Mexico must aim to attract between US $35 and $40 billion annually in foreign direct investment (FDI) in order to stimulate economic growth, the president’s chief of staff said yesterday.
Speaking at a forum on the National Development Plan (PND), Alfonso Romo described the 2% growth of recent years as “an embarrassment.”
Consequently, the plan – a wide-ranging public policy blueprint – will seek to attract greater capital in order to make Mexico more competitive, he said.
“We can’t be conformist or become accustomed to inertia. Rather we have to see what we have to do in the plan to bring $35 billion or $40 billion [into the country],” Romo said.
In 2013, the first full year of Enrique Peña Nieto’s presidency, FDI spiked to US $48.5 billion but in the subsequent five years it ranged between US $29.5 billion and US $35.8 billion.
To ensure that Mexico achieves higher economic growth – President López Obrador is targeting 4% – Romo said the government needs the nation’s productive sectors to help define the PND.
“We don’t know the sectors like you know them,” the official said, signaling that the PND will be developed via a bottom-up approach.
Foreign trade undersecretary Luz María de la Mora also emphasized that the PND must aim to attract greater investment.
“Mexico is an important [economic] actor, contributing 2% of exports on a global scale and [receiving] 2% of foreign direct investment. We want to increase that participation, for Mexico to join the trillion-dollar foreign trade club . . . because we have the potential to do so,” she said.
Economy Secretary Graciela Márquez Colín called on the private sector to help build a strategic economic agenda that guides public policy in the medium and long term.
The PND will be a “roadmap” for the entire six-year term of the current government, she said.

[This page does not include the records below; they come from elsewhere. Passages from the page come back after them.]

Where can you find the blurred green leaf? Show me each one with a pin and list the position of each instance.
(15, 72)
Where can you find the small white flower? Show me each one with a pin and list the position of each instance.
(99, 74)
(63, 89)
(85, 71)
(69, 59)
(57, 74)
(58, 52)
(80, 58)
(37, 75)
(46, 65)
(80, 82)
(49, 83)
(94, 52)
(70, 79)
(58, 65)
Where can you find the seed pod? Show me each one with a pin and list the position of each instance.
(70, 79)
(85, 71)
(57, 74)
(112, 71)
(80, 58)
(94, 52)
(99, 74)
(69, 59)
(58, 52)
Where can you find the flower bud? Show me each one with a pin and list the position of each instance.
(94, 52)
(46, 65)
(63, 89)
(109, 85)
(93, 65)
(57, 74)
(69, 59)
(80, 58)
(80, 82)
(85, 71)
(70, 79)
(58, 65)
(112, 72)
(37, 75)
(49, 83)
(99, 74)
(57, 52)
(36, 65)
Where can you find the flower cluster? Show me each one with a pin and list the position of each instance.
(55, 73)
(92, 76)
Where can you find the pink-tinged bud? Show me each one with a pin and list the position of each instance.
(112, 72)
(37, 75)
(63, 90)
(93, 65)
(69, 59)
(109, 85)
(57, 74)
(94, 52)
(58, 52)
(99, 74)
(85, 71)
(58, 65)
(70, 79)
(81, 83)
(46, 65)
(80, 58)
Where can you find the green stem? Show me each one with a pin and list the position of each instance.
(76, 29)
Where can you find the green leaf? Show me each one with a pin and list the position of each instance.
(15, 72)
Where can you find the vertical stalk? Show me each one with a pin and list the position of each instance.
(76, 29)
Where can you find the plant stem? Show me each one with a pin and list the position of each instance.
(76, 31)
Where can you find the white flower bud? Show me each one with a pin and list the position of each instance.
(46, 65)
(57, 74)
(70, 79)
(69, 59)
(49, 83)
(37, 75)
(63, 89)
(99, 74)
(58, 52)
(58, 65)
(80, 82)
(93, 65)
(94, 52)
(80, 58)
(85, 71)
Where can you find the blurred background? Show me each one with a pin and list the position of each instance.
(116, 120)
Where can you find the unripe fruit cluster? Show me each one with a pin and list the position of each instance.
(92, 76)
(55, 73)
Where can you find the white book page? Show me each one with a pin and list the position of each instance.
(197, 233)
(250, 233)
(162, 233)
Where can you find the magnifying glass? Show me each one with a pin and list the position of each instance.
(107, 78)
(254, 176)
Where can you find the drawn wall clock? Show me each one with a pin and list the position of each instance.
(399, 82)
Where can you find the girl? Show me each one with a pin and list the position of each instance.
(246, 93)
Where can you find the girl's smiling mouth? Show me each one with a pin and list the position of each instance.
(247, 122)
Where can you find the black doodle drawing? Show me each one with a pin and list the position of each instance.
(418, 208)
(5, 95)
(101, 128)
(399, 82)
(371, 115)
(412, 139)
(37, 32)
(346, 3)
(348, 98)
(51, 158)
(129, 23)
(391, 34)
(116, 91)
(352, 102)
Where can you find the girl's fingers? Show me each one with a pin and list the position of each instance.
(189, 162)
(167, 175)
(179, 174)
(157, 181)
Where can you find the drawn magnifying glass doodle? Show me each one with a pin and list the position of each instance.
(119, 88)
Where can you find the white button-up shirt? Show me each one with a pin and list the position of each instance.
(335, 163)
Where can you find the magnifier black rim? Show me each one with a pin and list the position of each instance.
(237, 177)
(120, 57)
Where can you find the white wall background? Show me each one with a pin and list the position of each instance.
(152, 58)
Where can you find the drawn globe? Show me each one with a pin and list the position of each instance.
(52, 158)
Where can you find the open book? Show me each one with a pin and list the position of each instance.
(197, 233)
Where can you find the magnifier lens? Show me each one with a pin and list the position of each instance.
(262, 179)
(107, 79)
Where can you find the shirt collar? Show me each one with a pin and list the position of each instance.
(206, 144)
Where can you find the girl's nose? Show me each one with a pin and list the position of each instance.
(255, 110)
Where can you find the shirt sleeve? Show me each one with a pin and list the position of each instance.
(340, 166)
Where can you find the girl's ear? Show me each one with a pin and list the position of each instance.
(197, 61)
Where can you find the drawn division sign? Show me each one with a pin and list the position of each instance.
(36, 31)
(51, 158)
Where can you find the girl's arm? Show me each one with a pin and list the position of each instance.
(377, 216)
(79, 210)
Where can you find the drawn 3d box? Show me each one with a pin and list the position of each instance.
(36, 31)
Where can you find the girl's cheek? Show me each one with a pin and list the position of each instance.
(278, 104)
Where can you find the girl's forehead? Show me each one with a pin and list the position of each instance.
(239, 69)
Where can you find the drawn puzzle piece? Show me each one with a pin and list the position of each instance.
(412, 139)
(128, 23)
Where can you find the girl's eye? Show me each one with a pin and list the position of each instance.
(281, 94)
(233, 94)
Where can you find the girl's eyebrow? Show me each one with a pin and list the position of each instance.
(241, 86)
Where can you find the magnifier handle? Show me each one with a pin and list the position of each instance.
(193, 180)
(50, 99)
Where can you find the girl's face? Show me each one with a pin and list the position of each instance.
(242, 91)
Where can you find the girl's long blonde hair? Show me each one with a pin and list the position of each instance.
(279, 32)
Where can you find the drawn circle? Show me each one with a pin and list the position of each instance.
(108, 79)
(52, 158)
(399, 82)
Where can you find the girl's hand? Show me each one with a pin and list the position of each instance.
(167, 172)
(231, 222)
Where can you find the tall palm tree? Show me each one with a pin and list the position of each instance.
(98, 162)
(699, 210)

Márquez also said that negotiations with the United States aimed at the removal of U.S. tariffs on Mexican steel and aluminum are progressing well.

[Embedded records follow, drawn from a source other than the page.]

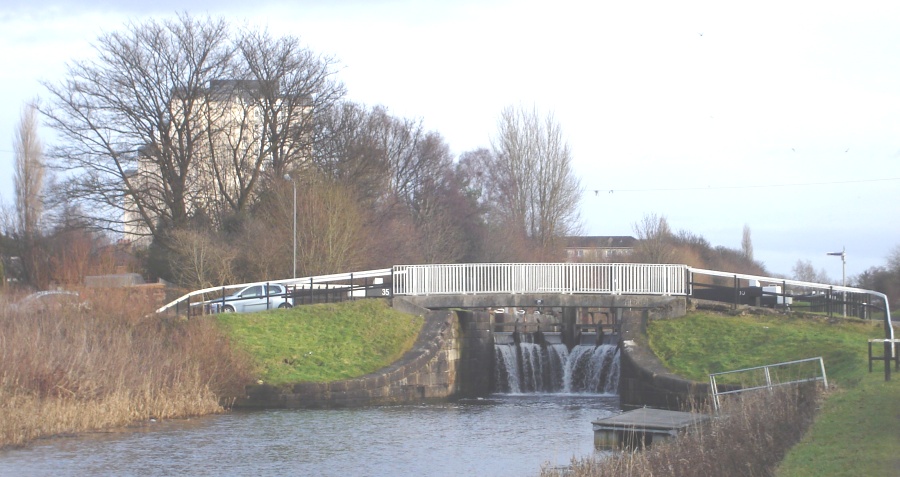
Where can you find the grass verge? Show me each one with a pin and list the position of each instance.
(856, 432)
(324, 342)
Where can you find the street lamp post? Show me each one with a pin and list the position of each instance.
(294, 190)
(843, 255)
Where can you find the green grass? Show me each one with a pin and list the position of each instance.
(858, 430)
(322, 343)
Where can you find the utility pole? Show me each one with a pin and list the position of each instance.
(843, 255)
(294, 190)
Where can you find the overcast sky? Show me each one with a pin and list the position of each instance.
(784, 116)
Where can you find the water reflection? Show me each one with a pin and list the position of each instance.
(502, 435)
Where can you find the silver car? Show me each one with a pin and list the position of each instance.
(254, 298)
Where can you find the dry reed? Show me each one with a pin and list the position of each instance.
(71, 369)
(749, 438)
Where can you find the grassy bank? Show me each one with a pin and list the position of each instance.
(75, 369)
(856, 431)
(323, 342)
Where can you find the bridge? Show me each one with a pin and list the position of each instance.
(566, 285)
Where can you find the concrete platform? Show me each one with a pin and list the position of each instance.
(641, 427)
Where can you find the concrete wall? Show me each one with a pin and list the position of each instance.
(454, 357)
(644, 381)
(446, 361)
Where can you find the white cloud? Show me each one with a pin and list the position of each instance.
(651, 95)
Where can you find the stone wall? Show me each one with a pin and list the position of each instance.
(644, 381)
(446, 361)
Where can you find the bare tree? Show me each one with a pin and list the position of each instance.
(330, 231)
(655, 240)
(747, 244)
(183, 119)
(134, 120)
(29, 173)
(28, 180)
(532, 167)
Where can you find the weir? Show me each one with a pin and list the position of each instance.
(540, 362)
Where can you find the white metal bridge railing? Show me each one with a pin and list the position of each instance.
(520, 278)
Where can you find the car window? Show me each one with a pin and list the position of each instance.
(252, 292)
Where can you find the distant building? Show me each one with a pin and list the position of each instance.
(232, 128)
(613, 248)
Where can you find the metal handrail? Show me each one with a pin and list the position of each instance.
(296, 283)
(714, 389)
(889, 329)
(520, 278)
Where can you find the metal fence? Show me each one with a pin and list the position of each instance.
(771, 376)
(519, 278)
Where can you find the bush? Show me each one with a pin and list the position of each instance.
(109, 364)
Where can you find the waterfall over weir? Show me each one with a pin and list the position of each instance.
(528, 367)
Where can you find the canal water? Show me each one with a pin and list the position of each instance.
(500, 435)
(541, 416)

“. . . We believe that there is an opportunity to negotiate the elimination of the tariffs on steel and aluminum before the ratification of the USMCA [trade agreement].”

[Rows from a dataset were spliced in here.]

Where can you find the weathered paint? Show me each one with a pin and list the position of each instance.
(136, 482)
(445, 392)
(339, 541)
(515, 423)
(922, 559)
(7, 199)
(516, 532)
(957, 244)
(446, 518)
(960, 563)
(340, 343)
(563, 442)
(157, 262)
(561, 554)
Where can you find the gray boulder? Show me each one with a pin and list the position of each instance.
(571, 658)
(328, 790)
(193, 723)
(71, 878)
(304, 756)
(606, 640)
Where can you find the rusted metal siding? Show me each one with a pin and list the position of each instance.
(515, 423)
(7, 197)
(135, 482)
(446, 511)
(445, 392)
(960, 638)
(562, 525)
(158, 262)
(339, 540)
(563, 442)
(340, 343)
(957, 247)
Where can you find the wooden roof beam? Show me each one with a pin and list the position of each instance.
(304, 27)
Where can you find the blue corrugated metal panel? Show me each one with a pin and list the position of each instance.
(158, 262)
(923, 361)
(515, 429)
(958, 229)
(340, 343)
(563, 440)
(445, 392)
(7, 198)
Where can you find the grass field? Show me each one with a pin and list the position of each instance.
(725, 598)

Responding to the officials’ statements, Business Coordinating Council (CCE) president Carlos Salazar said the private sector hoped for a PND that would benefit all Mexicans, adding that priority must be given to “access to opportunities.”
Yesterday’s forum came two days after López Obrador outlined the government’s achievements in its first 100 days in office and reiterated his commitment to achieve annual economic growth of 4% during his six-year term.
The president asserted that the government’s crackdown on corruption would help to attract investment, and that infrastructure projects such as the Maya Train will help to stimulate growth.
But a range of public and private financial institutions see López Obrador’s 4% growth target as fanciful, forecasting economic expansion of just half that figure or less.